Selon la défense, certaines de ces questions étaient formulées de manière à orienter la réflexion des jurés plutôt qu’à les conduire à apprécier, de façon strictement individualisée, les faits reprochés au seul accusé.
L’un des exemples les plus discutés concernait une question invitant les jurés à dire s’il y avait eu un génocide à Butare. Pour la défense, cette formulation apparaissait surprenante : l’existence même du génocide des Tutsi dans cette préfecture ne constituait pas l’objet du procès. La véritable question était de savoir si les éléments de preuve permettaient d’établir, au-delà de tout doute raisonnable, la responsabilité pénale personnelle du Dr Eugène Rwamucyo.
La défense estimait que des questions plus précises, individualisées et recentrées sur les faits personnellement imputés à l’accusé auraient mieux garanti la sérénité du délibéré.
Au-delà du cas Rwamucyo : la justice face aux crimes historiques
Les crimes internationaux sont parmi les plus graves que le droit connaisse. C’est précisément pour cette raison que leur jugement exige une rigueur probatoire exemplaire. L’émotion, la mémoire collective, la pression médiatique ou le contexte diplomatique ne peuvent remplacer la démonstration de la culpabilité individuelle.
Une Cour d’assises ne juge pas une époque. Elle ne juge pas un régime. Elle ne juge pas une mémoire. Elle juge un homme. Et elle ne devrait le condamner que si les preuves présentées permettent d’écarter tout doute raisonnable.
Le rôle des médias dans une démocratie
La mission des médias n’est pas de confirmer une version officielle des faits. Elle consiste à permettre au public de comprendre les arguments des deux parties, à restituer loyalement les débats et à rendre compte des interrogations soulevées au cours du procès.
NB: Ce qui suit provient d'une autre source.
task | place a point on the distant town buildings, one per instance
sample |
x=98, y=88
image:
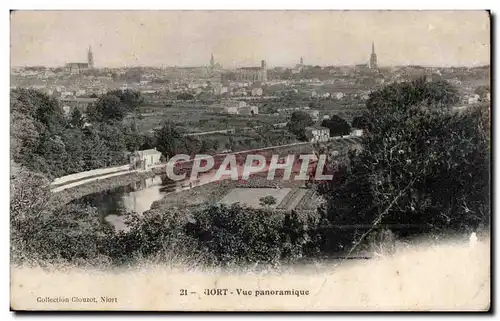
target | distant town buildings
x=251, y=74
x=373, y=58
x=78, y=67
x=235, y=108
x=317, y=134
x=214, y=65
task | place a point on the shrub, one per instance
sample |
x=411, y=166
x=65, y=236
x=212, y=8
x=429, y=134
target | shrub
x=242, y=235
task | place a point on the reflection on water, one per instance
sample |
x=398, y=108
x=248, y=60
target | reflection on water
x=136, y=197
x=139, y=196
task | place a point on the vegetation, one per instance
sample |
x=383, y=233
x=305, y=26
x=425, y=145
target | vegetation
x=267, y=201
x=337, y=126
x=422, y=164
x=299, y=120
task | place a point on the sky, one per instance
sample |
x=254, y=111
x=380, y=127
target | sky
x=244, y=38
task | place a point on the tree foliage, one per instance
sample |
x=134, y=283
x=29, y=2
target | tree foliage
x=337, y=125
x=421, y=163
x=299, y=120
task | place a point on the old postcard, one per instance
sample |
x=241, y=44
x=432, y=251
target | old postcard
x=250, y=160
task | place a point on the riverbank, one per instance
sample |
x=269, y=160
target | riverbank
x=67, y=195
x=214, y=192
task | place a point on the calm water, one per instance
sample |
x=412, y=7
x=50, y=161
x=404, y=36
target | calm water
x=136, y=197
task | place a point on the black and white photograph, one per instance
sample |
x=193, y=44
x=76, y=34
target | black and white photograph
x=250, y=160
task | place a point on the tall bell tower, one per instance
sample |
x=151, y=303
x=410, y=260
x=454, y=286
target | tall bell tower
x=90, y=58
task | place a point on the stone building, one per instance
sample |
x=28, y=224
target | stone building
x=145, y=159
x=317, y=134
x=79, y=67
x=250, y=74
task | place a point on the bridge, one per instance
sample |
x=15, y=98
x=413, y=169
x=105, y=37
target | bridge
x=110, y=173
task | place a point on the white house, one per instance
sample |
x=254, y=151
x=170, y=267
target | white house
x=257, y=91
x=145, y=159
x=317, y=134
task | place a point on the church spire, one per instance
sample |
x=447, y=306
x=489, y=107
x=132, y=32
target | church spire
x=90, y=57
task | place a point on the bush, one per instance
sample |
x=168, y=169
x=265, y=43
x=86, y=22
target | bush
x=242, y=235
x=422, y=163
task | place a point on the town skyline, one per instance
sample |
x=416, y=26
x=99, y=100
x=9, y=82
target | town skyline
x=189, y=38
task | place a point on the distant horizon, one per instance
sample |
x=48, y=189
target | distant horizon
x=268, y=67
x=244, y=38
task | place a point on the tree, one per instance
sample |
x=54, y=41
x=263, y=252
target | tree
x=76, y=118
x=299, y=120
x=168, y=140
x=185, y=96
x=107, y=108
x=267, y=201
x=421, y=163
x=360, y=122
x=114, y=105
x=482, y=91
x=337, y=125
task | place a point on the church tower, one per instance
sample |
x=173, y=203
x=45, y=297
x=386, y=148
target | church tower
x=90, y=58
x=212, y=61
x=373, y=58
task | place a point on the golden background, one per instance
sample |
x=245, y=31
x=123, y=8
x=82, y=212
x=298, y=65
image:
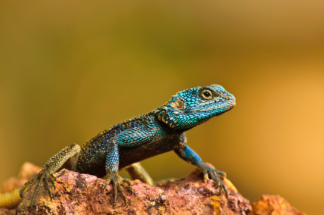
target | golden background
x=69, y=69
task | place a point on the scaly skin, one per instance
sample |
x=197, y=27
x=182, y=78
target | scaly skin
x=136, y=139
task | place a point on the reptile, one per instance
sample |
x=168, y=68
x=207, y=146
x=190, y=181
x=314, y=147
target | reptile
x=136, y=139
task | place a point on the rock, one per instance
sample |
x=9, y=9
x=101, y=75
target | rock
x=273, y=205
x=82, y=194
x=26, y=173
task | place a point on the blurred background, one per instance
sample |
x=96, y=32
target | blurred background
x=70, y=69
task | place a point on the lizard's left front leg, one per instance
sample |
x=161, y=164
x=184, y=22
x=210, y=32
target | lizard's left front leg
x=112, y=164
x=187, y=154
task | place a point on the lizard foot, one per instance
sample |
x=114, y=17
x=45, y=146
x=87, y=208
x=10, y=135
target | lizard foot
x=117, y=181
x=43, y=175
x=210, y=172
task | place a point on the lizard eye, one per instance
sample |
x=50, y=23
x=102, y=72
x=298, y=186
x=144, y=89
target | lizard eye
x=206, y=94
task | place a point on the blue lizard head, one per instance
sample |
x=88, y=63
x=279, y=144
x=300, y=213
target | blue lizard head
x=194, y=106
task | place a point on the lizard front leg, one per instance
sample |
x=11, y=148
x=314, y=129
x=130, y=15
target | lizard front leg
x=67, y=157
x=187, y=154
x=112, y=164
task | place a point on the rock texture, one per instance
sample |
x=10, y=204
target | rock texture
x=82, y=194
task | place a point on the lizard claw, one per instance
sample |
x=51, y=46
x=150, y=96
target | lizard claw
x=210, y=172
x=43, y=175
x=117, y=182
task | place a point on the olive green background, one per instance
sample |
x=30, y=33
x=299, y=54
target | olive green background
x=69, y=69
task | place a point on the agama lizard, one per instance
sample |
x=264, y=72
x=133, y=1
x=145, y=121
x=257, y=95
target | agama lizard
x=136, y=139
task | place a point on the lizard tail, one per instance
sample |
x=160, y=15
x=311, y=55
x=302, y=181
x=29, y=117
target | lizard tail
x=10, y=199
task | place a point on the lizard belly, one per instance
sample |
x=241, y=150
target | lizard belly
x=132, y=155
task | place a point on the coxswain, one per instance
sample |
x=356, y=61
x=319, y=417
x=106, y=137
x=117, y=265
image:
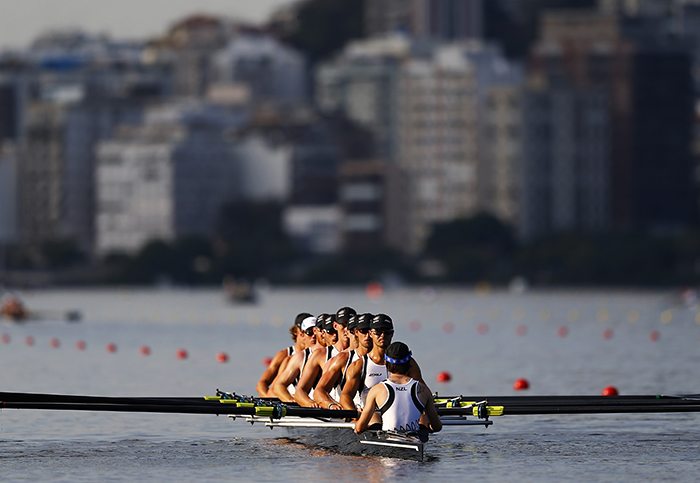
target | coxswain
x=329, y=387
x=284, y=385
x=401, y=402
x=370, y=370
x=280, y=359
x=313, y=370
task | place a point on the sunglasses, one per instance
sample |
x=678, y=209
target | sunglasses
x=383, y=331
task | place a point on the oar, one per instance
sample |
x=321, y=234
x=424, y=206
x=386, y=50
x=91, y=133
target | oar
x=69, y=316
x=515, y=409
x=244, y=409
x=68, y=398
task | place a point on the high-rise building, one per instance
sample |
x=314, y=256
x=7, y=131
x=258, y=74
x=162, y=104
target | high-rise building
x=427, y=19
x=611, y=123
x=271, y=71
x=8, y=195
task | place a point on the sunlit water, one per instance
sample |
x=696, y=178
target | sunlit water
x=485, y=341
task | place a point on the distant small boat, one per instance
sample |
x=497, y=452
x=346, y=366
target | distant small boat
x=13, y=309
x=239, y=290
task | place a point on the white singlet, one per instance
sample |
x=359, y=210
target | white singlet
x=402, y=408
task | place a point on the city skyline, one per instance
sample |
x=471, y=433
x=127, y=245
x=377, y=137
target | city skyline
x=22, y=22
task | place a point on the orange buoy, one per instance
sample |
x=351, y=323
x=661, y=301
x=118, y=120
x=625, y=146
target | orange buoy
x=610, y=391
x=521, y=384
x=654, y=335
x=444, y=376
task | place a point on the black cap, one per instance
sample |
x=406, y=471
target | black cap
x=382, y=321
x=328, y=321
x=361, y=321
x=300, y=318
x=343, y=315
x=321, y=320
Lorsque seules les accusations sont largement diffusées et que les éléments de défense demeurent invisibles, le débat démocratique s’appauvrit. La justice ne se rend pas dans les colonnes des journaux, mais l’opinion publique, elle, s’y construit.
Pourquoi ce débat doit être porté devant l’opinion publique ?
En France, les décisions de justice sont rendues au nom du peuple français. Cette formule n’est pas symbolique : elle signifie que les citoyens doivent pouvoir comprendre les raisons d’une condamnation et connaître l’ensemble des débats qui l’ont précédée.
Dans cette affaire, la Cour a rendu son verdict à l’issue de son intime conviction, conformément au fonctionnement des cours d’assises. Pour autant, de nombreux observateurs estiment que les éléments discutés à l’audience laissent subsister des interrogations sérieuses quant au respect de l’exigence de preuve au-delà du doute raisonnable.
Les jurés populaires jouent un rôle essentiel dans notre justice. Mais les affaires liées au génocide des Tutsi présentent une complexité historique, politique, diplomatique et géopolitique exceptionnelle. Elles exigent une compréhension approfondie d’un contexte que peu de citoyens maîtrisent spontanément.
C’est pourquoi il apparaît indispensable que le contenu des audiences soit porté à la connaissance du public dans toute son ampleur. Les citoyens doivent pouvoir connaître non seulement les arguments de l’accusation, mais aussi ceux de la défense, les contradictions relevées, les incidents de procédure soulevés et les interrogations demeurées sans réponse.
Il ne s’agit pas de substituer le jugement de l’opinion publique à celui des magistrats. Il s’agit de permettre au peuple, au nom duquel la justice est rendue, d’exercer son esprit critique à la lumière de l’ensemble des éléments du dossier.
La transparence est l’une des conditions de la confiance dans la justice. Plus le public est informé de manière complète et équilibrée, plus il est en mesure d’apprécier la portée d’une décision qui dépasse le seul cas du Dr Eugène Rwamucyo et interroge, plus largement, les exigences de l’État de droit face aux crimes internationaux.
Car une justice forte n’est pas celle qui condamne à tout prix. C’est celle qui ne condamne qu’après avoir démontré, par des preuves solides et juridiquement établies, la culpabilité d’un accusé au-delà de tout doute raisonnable.